但岂知这一转脸,却笑着夸赞上了,仿佛那一箭恰射落在了家主的心坎儿上。
这位名唤来食的家仆自幼跟随庄元直,也有几分见识,此际车中无旁人,他便小声问:“六皇子当众射杀绣衣卫副使,家主不认为此举太过冲动意气吗?”
“若此举发生在剥衣之前,固然冲动意气且盲目愚蠢。”庄元直:“可剥衣自证之后方才动手,却是能屈能伸而又不乏胆魄。”
“这一箭只该射穿那黄节的喉咙,但凡不能一箭毙命,皆是稚子撒泼而已,只会招来更多轻视与麻烦。”庄元直意味深长地道:“此举即便确有几分意气用事之嫌,却也不是坏事,他正该有些意气怨气,太能忍气吞声可不好。”
“我观此子,倒有今上少时之风……”庄元直话到此处,声音慢下来。
他不禁想到如今宫里的那位储君刘承。
他曾在未央宫中旁观过陛下考问太子承,且不说学问见识如何,这位太子答话时总是支吾不安,目光踌躇,生怕哪一句有失妥当或惹来陛下不悦。
他分明看到陛下眉眼间现出一缕无可奈何的郁色,挥手示意那个不安的孩子退去。
这个不安的太子足够让陛下安心,但过于安心之余,陛下郁郁不语时,是否也会想到曾经那个温仁而坚定的孩子?
这是无人敢去探问的问题。
但在庄元直看来,当年太子刘固惨死,实则是一场在他人推波助澜之下的“误杀”,陛下在一开始并没有想过要动他的太子,起初只是想削弱凌家……但无数的人和事纠缠作用着,便叫那偶然的误杀变成了必然。
庄元直陷入了回忆思索中,直到家仆又问:“家主既这般肯定六皇子,为何又要负气离开?”
“他自背身关门,待本官看也未看理也不理,还不许本官离开?”庄元直哼了一声,但神态显然并没有在置气。

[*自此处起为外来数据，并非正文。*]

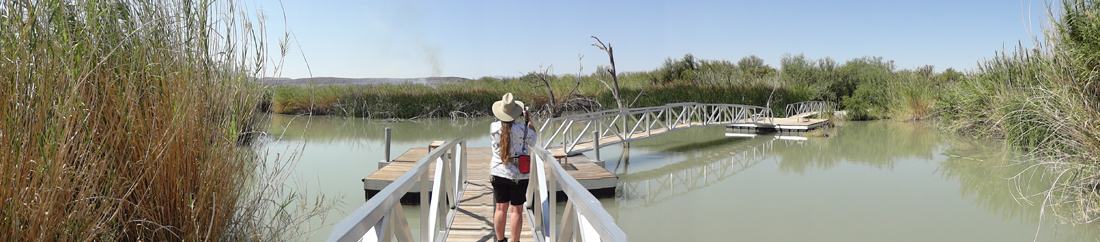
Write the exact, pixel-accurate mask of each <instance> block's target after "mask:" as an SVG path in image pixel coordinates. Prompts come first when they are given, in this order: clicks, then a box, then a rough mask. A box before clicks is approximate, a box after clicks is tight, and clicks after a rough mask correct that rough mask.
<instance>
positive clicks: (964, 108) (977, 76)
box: [943, 0, 1100, 222]
mask: <svg viewBox="0 0 1100 242" xmlns="http://www.w3.org/2000/svg"><path fill="white" fill-rule="evenodd" d="M1054 8H1055V9H1052V18H1051V19H1052V23H1053V24H1052V25H1051V27H1048V29H1046V30H1045V42H1044V44H1045V45H1044V46H1040V47H1036V48H1024V47H1020V48H1016V50H1015V52H1014V53H1005V54H1002V55H1000V56H998V57H996V58H993V59H990V61H988V62H986V63H983V64H982V65H981V66H980V69H979V72H978V74H976V75H972V77H971V78H968V79H967V80H965V81H961V83H959V84H958V85H957V87H958V88H957V89H956V91H953V92H952V94H950V95H948V96H947V97H946V98H945V99H944V100H945V102H946V103H947V105H946V106H944V107H943V109H944V112H945V113H954V114H952V116H947V117H945V118H948V119H947V120H948V121H949V122H948V124H949V125H948V127H949V128H952V129H955V130H959V131H967V130H976V131H977V133H978V134H988V135H994V136H1003V138H1004V139H1007V140H1008V141H1009V143H1011V144H1012V145H1014V146H1015V147H1019V149H1022V150H1025V151H1027V157H1029V158H1027V162H1029V163H1026V164H1032V166H1031V167H1032V168H1043V169H1049V171H1051V172H1053V174H1055V176H1056V177H1055V178H1053V179H1054V180H1055V182H1056V184H1055V185H1053V186H1052V187H1049V189H1046V190H1044V191H1043V193H1041V194H1021V195H1023V196H1029V197H1035V198H1037V199H1034V201H1035V202H1041V204H1042V205H1044V208H1047V209H1049V212H1053V213H1054V215H1056V216H1058V217H1060V218H1064V219H1065V221H1069V222H1093V221H1097V220H1098V219H1100V194H1098V189H1100V186H1098V184H1100V123H1098V121H1100V88H1098V86H1097V85H1098V81H1097V79H1098V74H1100V73H1098V72H1100V69H1098V65H1100V54H1097V53H1100V1H1095V0H1064V1H1062V2H1060V5H1057V4H1055V7H1054ZM968 132H974V131H968ZM1044 212H1047V210H1044Z"/></svg>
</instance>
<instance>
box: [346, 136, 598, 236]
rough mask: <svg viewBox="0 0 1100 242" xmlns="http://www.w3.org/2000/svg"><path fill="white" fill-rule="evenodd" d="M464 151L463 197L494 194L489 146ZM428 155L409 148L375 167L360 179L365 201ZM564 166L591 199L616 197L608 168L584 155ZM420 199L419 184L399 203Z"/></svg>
mask: <svg viewBox="0 0 1100 242" xmlns="http://www.w3.org/2000/svg"><path fill="white" fill-rule="evenodd" d="M466 151H467V152H470V154H466V155H467V156H466V158H467V164H466V177H469V179H470V186H467V187H466V193H465V195H466V196H471V195H472V194H481V193H483V191H477V190H474V189H477V188H478V187H482V186H480V185H478V184H481V185H485V186H484V187H486V188H487V189H488V190H487V191H484V193H488V194H492V193H493V191H492V187H491V186H488V178H489V173H488V169H489V167H488V163H489V160H491V158H492V157H493V154H492V150H491V149H488V147H470V149H466ZM428 152H429V149H428V147H415V149H409V150H408V151H407V152H405V154H401V155H400V156H398V157H397V158H396V160H394V161H392V162H389V163H388V164H386V165H385V166H384V167H381V168H378V171H376V172H374V173H373V174H371V175H370V176H366V177H365V178H363V179H362V180H363V190H364V191H365V194H366V199H371V197H373V196H374V195H375V194H378V191H381V190H382V189H383V188H385V187H386V186H388V185H389V184H390V183H393V182H394V180H395V179H397V178H398V177H400V176H401V175H405V173H407V172H408V171H409V169H410V168H412V166H415V165H416V163H417V162H418V161H420V160H421V158H423V157H425V156H427V155H428ZM565 163H566V164H568V167H565V171H566V172H568V173H569V175H571V176H573V178H576V180H577V182H579V183H581V185H582V186H584V188H587V189H588V191H590V193H592V195H593V196H595V197H597V198H608V197H614V196H615V186H616V185H617V184H618V177H616V176H615V174H612V173H610V172H607V169H605V168H604V167H603V166H601V165H597V164H596V163H594V162H593V161H592V160H590V158H588V157H587V156H584V155H583V154H576V155H572V156H568V157H566V158H565ZM434 171H436V165H434V162H432V165H431V166H430V169H429V171H428V173H429V174H434ZM558 190H559V193H561V188H560V187H559V188H558ZM419 196H420V185H415V186H412V189H411V190H409V193H408V194H406V195H405V197H403V198H401V204H403V205H416V204H419V202H420V197H419ZM563 197H564V196H561V197H560V198H563ZM465 199H466V198H465V196H464V197H463V205H465V202H466V201H465ZM489 201H492V197H489ZM491 207H492V205H491ZM455 222H458V221H455Z"/></svg>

接着便道:“世人皆知我昔日与凌家不睦,今日我出现在此地,也算帮他说了几句话,此时他若趁机示好拉拢于我,传扬出去,有弊无利。”
“家主的意思是……这位六皇子是在刻意避嫌了?”来食回忆了一下那位六殿下彼时的神态模样,不禁小声嘟囔:“奴倒是未曾看出分毫,当真不是家主多想了么。”
“待叫你这钝货看出,岂非全天下人皆一目了然了?”庄元直立时道:“若是不信,可敢与我一赌?”
来食看着赌瘾很大的家主:“家主要如何赌?”
“若我猜得没错,不出三日他必使人暗中传信本官,若我猜错想多……”庄元直提议:“两只酱猪肘,一筐荔枝奴,此为赌注,你敢应下不敢?”
来食登时面露苦色:“家主怎就盯着奴这点私房钱?”
世人皆道家主乃大乾第一骂神,却不知家主私下分明是大乾第一馋鬼。
初被贬谪时,家主且还日日愁云惨淡,然而来了南地,途经一片荔枝林,家主恍恍惚惚步入林中,一时目眩神迷,连呼仙境仙境,只差翩然舞蹈。
那些运往京中之后贵到叫人不敢染指的各类鲜果在南地十分实惠,家主补偿性进食,狂吃了两个月的荔枝。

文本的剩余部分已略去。